Aortoiliac lesions can be effectively treated with endovascular and surgical methods, with the choice depending on lesion features and the risk for the patient. Balloon angioplasty and primary stenting show long-term patency with a low complication rate. However, open surgery shows superior early and medium-term primary patency, while secondary patencies are comparable in both therapeutic methods.
Revascularisation of femoropopliteal lesions should initially include endovascular treatment, even for complex lesions, especially in high-risk surgical patients. Despite the challenges of maintaining long-term patency in the femoropopliteal region, the use of drug-eluting balloons has improved outcomes in complex lesions. Unlike the previous ones, these guidelines state that the length of the lesion is not a decisive criterion for choosing the mode of revascularisation. After initial concerns about paclitaxel-coated materials, an analysis of large national databases did not confirm the earlier suspicion of increased mortality, leading to a revision of the FDA’s position, which now considers the therapy safe and effective. If an autologous vein is available and the patient is at low surgical risk, an open surgical approach should be considered after consultation with an interdisciplinary vascular team. In patients with severe ischemic disease, below-the-knee (BTK) arterial disease can be treated simultaneously during endovascular surgery on femoropopliteal arteries.
Chronic limb-threatening ischemia (CLTI) is defined by long-term hypoperfusion of the lower limbs, causing ischemic pain at rest, non-healing wounds or gangrene. Diagnostic criteria include ankle pressure <50 mmHg, thumb pressure <30 mmHg, or tissue oximetry <30 mmHg.
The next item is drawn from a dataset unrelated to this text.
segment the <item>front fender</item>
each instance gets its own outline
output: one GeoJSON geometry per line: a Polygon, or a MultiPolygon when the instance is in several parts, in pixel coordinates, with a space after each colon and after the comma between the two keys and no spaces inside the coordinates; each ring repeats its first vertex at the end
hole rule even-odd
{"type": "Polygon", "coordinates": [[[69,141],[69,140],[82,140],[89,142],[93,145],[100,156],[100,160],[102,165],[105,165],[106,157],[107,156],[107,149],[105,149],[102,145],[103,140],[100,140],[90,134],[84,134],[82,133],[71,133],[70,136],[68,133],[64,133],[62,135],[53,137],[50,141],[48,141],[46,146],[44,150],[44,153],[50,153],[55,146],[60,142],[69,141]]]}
Standard ABI measurements can be unreliable due to non-compressible arteries, so alternative methods of perfusion assessment are recommended. For patients with CLTI, vascular imaging is mandatory to evaluate the possibilities of revascularisation, with additional digital subtraction angiography (DSA) to evaluate the lower leg arteries. Mandatory revascularisation is recommended to restore blood flow and reduce the risk of amputation. Comparisons of endovascular approaches and surgery have shown similar survival and amputation rates, but surgery has long-term benefits. Polyvascular disease requires an individual approach with a multidisciplinary team, while hybrid methods can be considered for combined lesions. In femoropopliteal lesions, it is necessary to preserve possible sites for bypass grafts. For infrapopliteal lesions, endovascular therapy is the first choice, and balloon angioplasty has been shown to be effective. In cases of extensive necrosis, primary amputation may be a better option to avoid complications.
After revascularisation, monitoring is recommended at least once a year, including assessment of the clinical condition, determination of the ABI index and, if necessary, ultrasound examinations. (5,6)
About 20-30% of PAD patients have left ventricular dysfunction, mostly associated with coronary artery disease. PAD and heart failure are independently associated with poor outcomes and the PAD patients with concomitant heart failure have a 30% higher risk of MACE and a 40% higher risk of all-cause mortality. Evaluation of left ventricular function in patients with PAD can be useful for better CV risk stratification and comprehensive management of CV disease. As expected, the presence of PAD in patients with heart failure is also associated with poor outcomes.
The prevalence of atrial fibrillation (AF) in patients with PAD is about 12%. In patients with AF and PAD, the risk of all-cause mortality, CV mortality and MACE is significantly increased. (7) PAD is included in the CHA2DS2-VASc scoring system, which emphasises the prognostic significance of PAD in patients with AF.